Glory to the Father, and to the Son, and to the Holy Spirit: Magnify, O my soul, the might of the indivisible and three-personed Godhead.
O pure one, Mother of the Word that appeareth newly from thee, O closed door, verily, as we behold the dark shadowy symbols pass away, we glorify the light of the truth and bless thy womb as is meet.
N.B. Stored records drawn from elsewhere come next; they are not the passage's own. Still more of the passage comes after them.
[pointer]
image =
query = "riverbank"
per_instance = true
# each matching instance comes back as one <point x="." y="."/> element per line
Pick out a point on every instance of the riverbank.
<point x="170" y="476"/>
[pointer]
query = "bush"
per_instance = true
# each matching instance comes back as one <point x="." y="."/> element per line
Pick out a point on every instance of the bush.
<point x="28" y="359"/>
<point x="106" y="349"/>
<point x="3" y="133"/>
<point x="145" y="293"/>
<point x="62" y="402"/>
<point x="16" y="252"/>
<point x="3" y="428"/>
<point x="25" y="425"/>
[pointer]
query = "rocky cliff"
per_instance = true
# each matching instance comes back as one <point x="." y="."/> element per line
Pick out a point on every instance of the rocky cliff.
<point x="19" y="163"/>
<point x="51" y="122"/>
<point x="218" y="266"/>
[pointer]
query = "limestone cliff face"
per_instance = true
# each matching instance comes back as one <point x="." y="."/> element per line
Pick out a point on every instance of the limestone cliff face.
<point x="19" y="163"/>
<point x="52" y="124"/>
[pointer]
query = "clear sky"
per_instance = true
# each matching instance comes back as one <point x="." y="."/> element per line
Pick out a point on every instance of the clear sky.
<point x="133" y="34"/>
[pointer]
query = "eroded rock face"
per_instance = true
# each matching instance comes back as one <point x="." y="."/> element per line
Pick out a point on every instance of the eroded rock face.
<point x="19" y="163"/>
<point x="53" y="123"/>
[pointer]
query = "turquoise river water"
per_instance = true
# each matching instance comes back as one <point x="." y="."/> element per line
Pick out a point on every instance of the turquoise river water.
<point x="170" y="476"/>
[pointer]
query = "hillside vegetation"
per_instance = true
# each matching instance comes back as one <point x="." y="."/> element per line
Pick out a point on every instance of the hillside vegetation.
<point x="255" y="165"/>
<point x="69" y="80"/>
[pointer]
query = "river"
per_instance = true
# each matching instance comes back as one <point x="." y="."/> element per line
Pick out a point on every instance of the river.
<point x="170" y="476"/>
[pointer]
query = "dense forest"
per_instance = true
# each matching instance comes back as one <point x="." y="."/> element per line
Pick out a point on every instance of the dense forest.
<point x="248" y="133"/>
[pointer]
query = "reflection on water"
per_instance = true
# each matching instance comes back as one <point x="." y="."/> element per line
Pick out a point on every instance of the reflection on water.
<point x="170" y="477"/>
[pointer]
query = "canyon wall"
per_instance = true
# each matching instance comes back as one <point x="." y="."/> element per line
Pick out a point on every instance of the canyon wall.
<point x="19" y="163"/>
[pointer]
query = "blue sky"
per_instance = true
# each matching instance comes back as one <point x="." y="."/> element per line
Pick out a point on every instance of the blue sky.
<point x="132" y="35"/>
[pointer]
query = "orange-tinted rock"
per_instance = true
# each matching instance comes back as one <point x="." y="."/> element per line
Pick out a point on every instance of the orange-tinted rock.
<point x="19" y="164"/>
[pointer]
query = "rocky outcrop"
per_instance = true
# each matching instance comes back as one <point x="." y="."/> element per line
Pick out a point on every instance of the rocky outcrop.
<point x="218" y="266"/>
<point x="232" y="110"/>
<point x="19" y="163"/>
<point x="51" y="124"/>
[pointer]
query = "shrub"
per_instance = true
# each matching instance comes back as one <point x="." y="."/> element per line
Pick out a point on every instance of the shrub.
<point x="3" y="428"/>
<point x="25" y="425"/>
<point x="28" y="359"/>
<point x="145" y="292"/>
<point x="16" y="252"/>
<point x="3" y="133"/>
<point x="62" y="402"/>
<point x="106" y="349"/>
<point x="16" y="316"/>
Both now and ever and unto ages of ages. Amen. Glorify, O my soul, her who hath delivered us from the curse.
The Christ-pleasing people, O Virgin, having deserved to be granted its desire by the coming of God, doth seek now with tears thy help to worship the glory of His enlivening appearance wherein is the renewal of birth; for it is thou who dost distribute grace, O pure one.

This too:

When it was time for thy presence on earth, the first enrollment of the world took place. Then it was that thou didst decide to enroll the names of men who believe in thy Nativity. Yea, that commandment did issue forth from Caesar, since the everlastingness of thine eternal kingdom hath been renewed. Wherefore, we offer what is better than moneyed tax, namely Orthodox theological sayings; to thee, O God, Savior of our souls.

October 9, 2013

true contemplatives

“Martha, Martha, you are worried and troubled about many things. But only one thing is necessary. Mary has chosen the better portion, which will not be taken away from her.” (Luke 10:41–42) In order to understand how Mary’s occupation represented the “better portion,” it is useful to consider her activity—sitting and listening to Jesus’ word—within the context of Luke’s larger story. For starts, this description supports a comparison of Mary of Bethany with Jesus’ own mother, who “kept all these things and pondered them in her heart” (Luke 2:19, 51). Both Jesus’ mother and Mary of Bethany are portrayed as true contemplatives, who embody the model described in the parable of the sower. In Luke’s version of that parable, the seeds “that fell on the good ground are those who, having heard the word with a noble and good [agathe] heart, keep it and bear fruit with patience” (Luke 8:15). For Luke, that is to say, true contemplation involves the hearing of God’s word in purity of heart. For Luke, both Jesus’ mother and Mary of Bethany are portrayed as occupied with the “one thing necessary.”

From The Jesus We Missed: The Surprising Truth About the Humanity of Christ by Patrick Henry Reardon.